Here is a query which I run on the data.

This query finds the top 10 brands that are purchased with `<Brand>` (not including `<brand>`) ordered by total number of transactions.

This query took 11.344 seconds to run directly from mysql workbench. The server is a t2.micro AWS RDS Instance, and I usually run the queries from a separate EC2 web server. which I believe is (1GHz, 1GB).

The wildcards in this query represent `<select>` filters on the PHP page which the query is run from. They may or may not be selected.

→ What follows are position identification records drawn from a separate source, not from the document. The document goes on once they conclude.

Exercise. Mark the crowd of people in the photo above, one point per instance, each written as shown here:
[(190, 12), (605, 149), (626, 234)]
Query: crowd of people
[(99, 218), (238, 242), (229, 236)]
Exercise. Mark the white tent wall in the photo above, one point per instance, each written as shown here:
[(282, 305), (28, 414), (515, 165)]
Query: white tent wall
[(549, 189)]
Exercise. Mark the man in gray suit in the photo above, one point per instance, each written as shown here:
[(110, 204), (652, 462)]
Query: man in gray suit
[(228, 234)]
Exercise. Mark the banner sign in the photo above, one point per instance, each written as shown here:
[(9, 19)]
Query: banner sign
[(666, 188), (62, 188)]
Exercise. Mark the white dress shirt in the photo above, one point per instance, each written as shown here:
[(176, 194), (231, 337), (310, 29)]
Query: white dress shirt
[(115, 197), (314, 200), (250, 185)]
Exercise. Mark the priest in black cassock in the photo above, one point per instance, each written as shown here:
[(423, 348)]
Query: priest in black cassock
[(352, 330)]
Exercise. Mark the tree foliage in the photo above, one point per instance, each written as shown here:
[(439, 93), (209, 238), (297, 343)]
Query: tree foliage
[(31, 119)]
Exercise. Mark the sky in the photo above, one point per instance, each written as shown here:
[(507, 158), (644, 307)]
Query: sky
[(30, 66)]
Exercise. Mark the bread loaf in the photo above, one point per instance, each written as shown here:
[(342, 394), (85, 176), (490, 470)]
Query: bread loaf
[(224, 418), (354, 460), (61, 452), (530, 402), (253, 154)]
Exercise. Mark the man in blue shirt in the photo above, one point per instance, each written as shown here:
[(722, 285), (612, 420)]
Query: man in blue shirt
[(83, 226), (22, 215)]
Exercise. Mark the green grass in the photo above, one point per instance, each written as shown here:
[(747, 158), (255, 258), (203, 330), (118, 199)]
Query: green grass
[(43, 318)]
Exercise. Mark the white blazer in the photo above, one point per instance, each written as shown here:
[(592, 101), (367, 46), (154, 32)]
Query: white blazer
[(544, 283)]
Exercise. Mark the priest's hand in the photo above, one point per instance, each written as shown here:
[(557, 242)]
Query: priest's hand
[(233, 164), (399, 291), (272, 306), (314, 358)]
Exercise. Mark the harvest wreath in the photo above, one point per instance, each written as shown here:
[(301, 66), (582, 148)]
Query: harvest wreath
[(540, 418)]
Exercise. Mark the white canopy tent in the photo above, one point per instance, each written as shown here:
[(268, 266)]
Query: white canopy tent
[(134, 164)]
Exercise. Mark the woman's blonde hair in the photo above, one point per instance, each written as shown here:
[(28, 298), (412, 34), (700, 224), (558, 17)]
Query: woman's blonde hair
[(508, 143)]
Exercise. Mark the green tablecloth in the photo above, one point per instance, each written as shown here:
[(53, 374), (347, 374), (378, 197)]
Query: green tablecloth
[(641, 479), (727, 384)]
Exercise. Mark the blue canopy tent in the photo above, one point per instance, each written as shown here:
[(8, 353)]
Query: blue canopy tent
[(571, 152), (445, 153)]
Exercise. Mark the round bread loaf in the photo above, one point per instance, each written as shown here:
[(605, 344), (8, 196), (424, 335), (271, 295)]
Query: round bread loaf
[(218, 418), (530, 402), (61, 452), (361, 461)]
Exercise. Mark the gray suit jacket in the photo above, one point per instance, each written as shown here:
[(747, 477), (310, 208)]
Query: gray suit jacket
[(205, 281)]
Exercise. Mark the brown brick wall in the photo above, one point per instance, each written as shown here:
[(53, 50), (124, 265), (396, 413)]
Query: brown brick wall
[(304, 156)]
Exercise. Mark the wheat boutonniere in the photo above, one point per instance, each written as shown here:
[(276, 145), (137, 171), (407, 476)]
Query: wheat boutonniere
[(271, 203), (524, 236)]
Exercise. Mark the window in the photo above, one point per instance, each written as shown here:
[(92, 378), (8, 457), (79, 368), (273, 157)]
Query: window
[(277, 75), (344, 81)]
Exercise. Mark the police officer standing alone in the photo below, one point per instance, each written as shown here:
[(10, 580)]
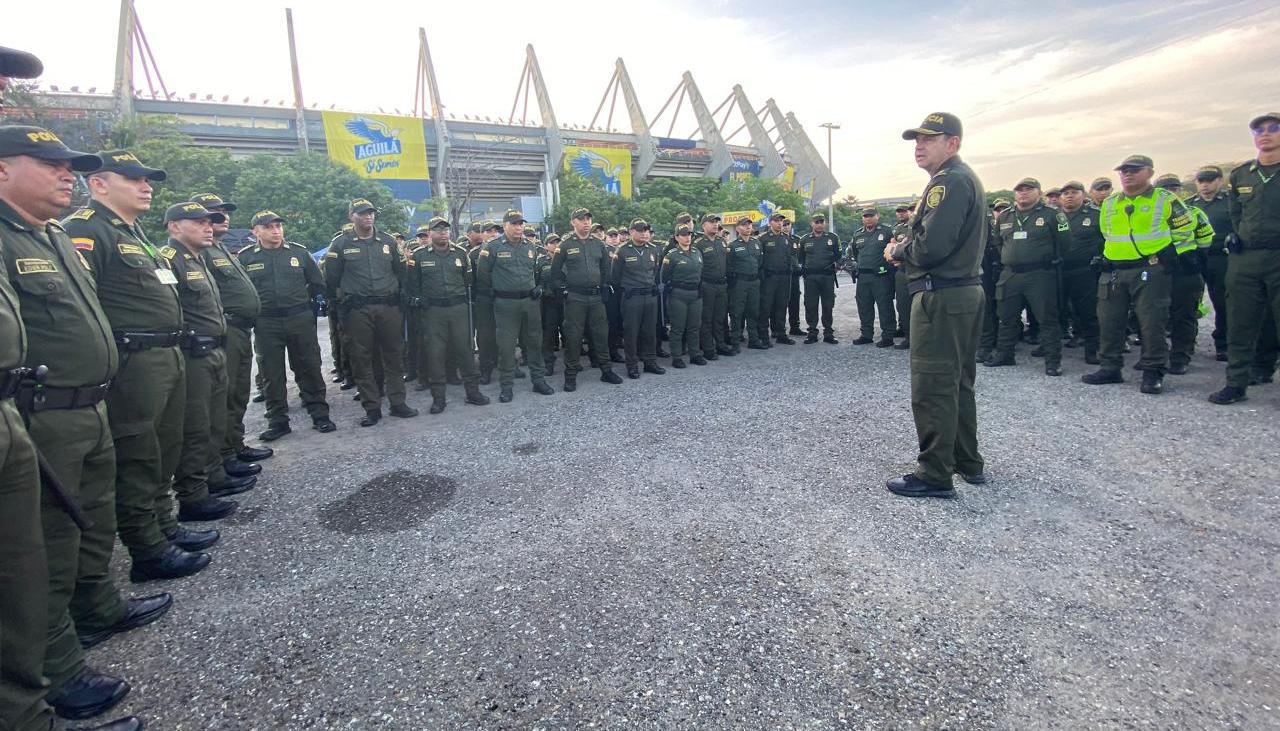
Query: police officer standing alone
[(944, 257), (362, 274), (292, 288)]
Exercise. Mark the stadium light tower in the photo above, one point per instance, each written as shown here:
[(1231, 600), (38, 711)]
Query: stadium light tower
[(831, 199)]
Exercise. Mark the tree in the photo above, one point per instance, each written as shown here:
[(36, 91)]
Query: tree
[(311, 193)]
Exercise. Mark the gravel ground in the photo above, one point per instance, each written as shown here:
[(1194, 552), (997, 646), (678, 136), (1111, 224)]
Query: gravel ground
[(714, 548)]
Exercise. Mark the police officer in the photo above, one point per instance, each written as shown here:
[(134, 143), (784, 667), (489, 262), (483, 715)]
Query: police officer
[(744, 287), (507, 268), (365, 266), (147, 398), (1079, 281), (944, 259), (714, 291), (776, 268), (682, 275), (1211, 199), (874, 279), (1141, 225), (1032, 240), (439, 279), (581, 268), (1187, 287), (190, 233), (1253, 266), (635, 277), (819, 254), (241, 305), (292, 289)]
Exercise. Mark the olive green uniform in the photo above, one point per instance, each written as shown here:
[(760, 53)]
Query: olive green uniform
[(438, 282), (23, 567), (1079, 282), (682, 274), (744, 291), (635, 277), (1031, 246), (138, 293), (241, 306), (874, 282), (714, 293), (1253, 266), (67, 421), (286, 279), (205, 420), (362, 277), (776, 268), (944, 261), (581, 268), (508, 269)]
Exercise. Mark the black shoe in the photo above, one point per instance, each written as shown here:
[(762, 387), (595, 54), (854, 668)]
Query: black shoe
[(232, 487), (254, 453), (237, 469), (87, 694), (173, 563), (913, 487), (1102, 377), (1152, 382), (1229, 394), (274, 432), (208, 508), (138, 612), (193, 540)]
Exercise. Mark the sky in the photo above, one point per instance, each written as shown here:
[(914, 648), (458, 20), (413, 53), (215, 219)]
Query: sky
[(1050, 91)]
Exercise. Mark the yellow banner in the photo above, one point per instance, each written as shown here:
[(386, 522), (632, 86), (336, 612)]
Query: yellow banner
[(608, 168), (376, 146)]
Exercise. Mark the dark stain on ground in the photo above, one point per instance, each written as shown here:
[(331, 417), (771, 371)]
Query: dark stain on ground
[(391, 502)]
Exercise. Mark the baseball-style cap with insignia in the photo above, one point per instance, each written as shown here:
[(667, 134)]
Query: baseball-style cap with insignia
[(263, 218), (191, 211), (936, 123), (44, 145), (1136, 161), (124, 163), (361, 206), (214, 202), (1208, 173)]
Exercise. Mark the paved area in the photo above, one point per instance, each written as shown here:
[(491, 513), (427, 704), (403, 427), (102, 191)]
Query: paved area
[(714, 548)]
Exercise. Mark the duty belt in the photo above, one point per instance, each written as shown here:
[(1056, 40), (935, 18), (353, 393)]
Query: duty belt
[(238, 321), (133, 342), (33, 397), (929, 283), (284, 311)]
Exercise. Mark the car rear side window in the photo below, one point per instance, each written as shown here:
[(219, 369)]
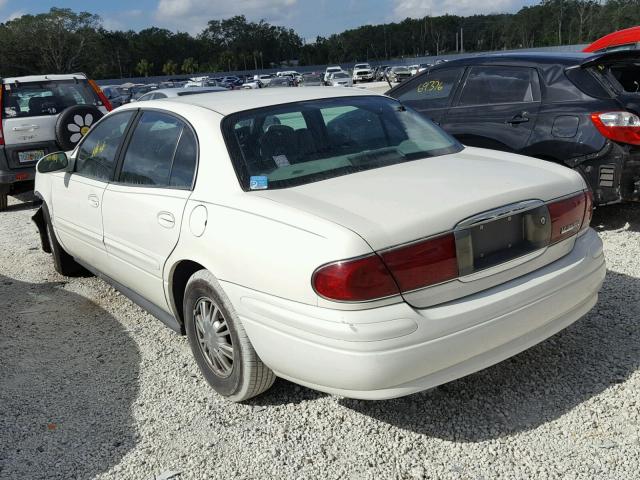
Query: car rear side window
[(97, 153), (431, 90), (160, 154), (185, 160), (486, 85), (36, 99)]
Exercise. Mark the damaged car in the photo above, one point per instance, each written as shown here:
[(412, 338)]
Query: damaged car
[(580, 110)]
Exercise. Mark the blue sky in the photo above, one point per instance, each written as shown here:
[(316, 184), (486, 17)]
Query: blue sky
[(308, 17)]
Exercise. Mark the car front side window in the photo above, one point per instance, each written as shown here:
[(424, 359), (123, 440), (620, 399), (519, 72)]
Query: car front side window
[(96, 156)]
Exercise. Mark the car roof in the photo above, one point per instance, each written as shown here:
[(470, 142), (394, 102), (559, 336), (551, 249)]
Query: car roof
[(171, 91), (44, 78), (549, 58), (226, 103)]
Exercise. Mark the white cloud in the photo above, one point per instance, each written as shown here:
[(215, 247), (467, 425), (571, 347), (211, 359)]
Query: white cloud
[(420, 8), (122, 21), (192, 15)]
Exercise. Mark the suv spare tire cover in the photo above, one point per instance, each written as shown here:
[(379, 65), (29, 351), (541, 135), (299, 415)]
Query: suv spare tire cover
[(74, 123)]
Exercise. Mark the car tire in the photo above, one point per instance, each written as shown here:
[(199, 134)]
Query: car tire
[(74, 123), (219, 342), (63, 263)]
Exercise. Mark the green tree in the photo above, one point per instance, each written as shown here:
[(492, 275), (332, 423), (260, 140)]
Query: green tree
[(144, 67), (170, 68), (189, 65)]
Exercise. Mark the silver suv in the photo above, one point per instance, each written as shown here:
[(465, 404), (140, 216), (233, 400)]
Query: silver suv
[(42, 114)]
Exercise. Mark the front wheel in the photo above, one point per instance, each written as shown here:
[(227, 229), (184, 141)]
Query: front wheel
[(219, 342), (63, 263)]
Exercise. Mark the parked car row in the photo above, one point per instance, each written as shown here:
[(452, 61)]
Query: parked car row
[(40, 114), (575, 109), (333, 237), (424, 234)]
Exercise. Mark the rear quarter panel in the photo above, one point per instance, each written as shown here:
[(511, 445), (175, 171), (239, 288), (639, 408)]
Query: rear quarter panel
[(248, 240)]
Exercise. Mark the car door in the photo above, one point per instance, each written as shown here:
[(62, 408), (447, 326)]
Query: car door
[(77, 196), (496, 108), (143, 207), (430, 93)]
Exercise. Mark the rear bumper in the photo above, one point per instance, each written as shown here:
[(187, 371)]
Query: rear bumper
[(615, 176), (396, 350), (17, 175)]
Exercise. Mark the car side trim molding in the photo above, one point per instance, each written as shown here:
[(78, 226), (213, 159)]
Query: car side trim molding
[(165, 317)]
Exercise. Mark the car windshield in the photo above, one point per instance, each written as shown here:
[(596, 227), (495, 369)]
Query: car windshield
[(36, 99), (293, 144)]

SELECT `products`.`brand`, COUNT(DISTINCT transaction_data.txn_id) AS numOrders
FROM `products`
INNER JOIN `transaction_data` ON `transaction_data`.sku=`products`.sku
INNER JOIN `nationalities` ON `transaction_data`.`nationality_id`=`nationalities`.`nationality_id`
INNER JOIN (SELECT DISTINCT `transaction_data`.`txn_id`
FROM `transaction_data`
INNER JOIN `products` USING (sku)
INNER JOIN `nationalities` USING (nationality_id)
WHERE brand = <Brand>) AS tmp_txns ON tmp_txns.txn_id=`transaction_data`.txn_id
WHERE brand <> <Brand> AND
nationality LIKE '%' AND
Yr = '2014' AND
YrQtr LIKE '%'
GROUP BY brand
ORDER BY numOrders DESC, brand ASC

And the explain:

1 PRIMARY <derived2> ALL 1295294 Using where; Using temporary; Using filesort
1 PRIMARY transaction_data ref txnid,cov,period,natperiod txnid 99 tmp_txns.txn_id 1 Using where
1 PRIMARY nationalities eq_ref PRIMARY,natv PRIMARY 4 2_sar.transaction_data.nationality_id 1 Using where
1 PRIMARY products ref skubrand skubrand 5 2_sar.transaction_data.sku 1 Using where; Using index
2 DERIVED products index skubrand skubrand 128 2669 Using where; Using index; Using temporary
2 DERIVED transaction_data ref txnid,cov,natperiod cov 5 2_sar.products.sku 647 Using index condition
2 DERIVED nationalities eq_ref PRIMARY,natv PRIMARY 4 2_sar.transaction_data.nationality_id 1 Using index

Here are create table statements for the reference tables:

CREATE TABLE `nationalities` (
`nationality_id` int(3) NOT NULL,
`nationality` varchar(14) DEFAULT NULL,
PRIMARY KEY (`nationality_id`),
KEY `natv` (`nationality_id`,`nationality`)

CREATE TABLE `products` (
`sku` int(6) DEFAULT NULL,
`category` varchar(40) DEFAULT NULL,
`subcategory` varchar(40) DEFAULT NULL,
`brand` varchar(40) DEFAULT NULL,
`product name` varchar(50) DEFAULT NULL,
`pack size` decimal(8,2) DEFAULT NULL,
`rk_group` varchar(20) DEFAULT NULL,
`rk_category` varchar(30) DEFAULT NULL,
KEY `skubrand` (`sku`,`brand`)

**My Thoughts So Far**

The `txn_id` is almost guaranteed to bring poor performance, not only due to the fact it's non-unique, but also because it's a string rather than an int. But I need some sort of non-unique identifier for the basket.

I think my `indexes` are okay. All my queries use them, and obviously some `indexes` are specific to certain queries where a single composite `index` won't serve the different `where` clauses in queries.